Objectives: Chronic fracture pain (CFP) is a significant issue in patients with osteoporotic fractures (OFs) in convalescent rehabilitation wards (CRWs). This study aimed to examine the association between CFP and the Japanese short-form Central Sensitization Inventory (CSI-9) and verify the predictive validity of CSI-9 in patients with OF admitted to a CRW.
Methods: This single-center retrospective study included 71 patients with OF (median age: 85.3 years, 54 females). CFP was defined as pain of Numerical Rating Scale (NRS) score ≥4 persisting at discharge, despite >3 months post-fracture. Multiple logistic regression and receiver operating characteristic curve analyses were performed to assess the association and predictive validity of the CSI-9 for CFP.

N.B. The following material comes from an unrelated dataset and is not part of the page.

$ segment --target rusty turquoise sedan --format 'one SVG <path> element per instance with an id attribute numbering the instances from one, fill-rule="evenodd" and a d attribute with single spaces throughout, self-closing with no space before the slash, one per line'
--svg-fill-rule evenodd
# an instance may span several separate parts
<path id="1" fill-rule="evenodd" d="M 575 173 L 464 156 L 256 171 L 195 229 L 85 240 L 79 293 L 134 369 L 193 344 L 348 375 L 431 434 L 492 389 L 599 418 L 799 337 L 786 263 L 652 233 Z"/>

Results: The incidence of CFP was 38.0%. CSI-9 was independently associated with CFP at admission (odds ratio = 1.12, 95% confidence interval [CI]: 1.01-1.24) and discharge (odds ratio = 1.15, 95% CI: 1.03-1.29). The area under the curve for the CSI-9 was 0.727 (95% CI: 0.605-0.850) at admission and 0.752 (95% CI: 0.637-0.867) at discharge, indicating fair predictive accuracy. The optimal cutoff values for the CSI-9 were 8 points at admission and 6 points at discharge.
Conclusions: CSI-9 was independently associated with CFP and demonstrated moderate predictive accuracy in patients with OF in CRWs. Assessing central sensitization-related symptoms using the CSI-9 may be useful for evaluating and preventing CFP in this population. Further validation using large-scale prospective studies is required.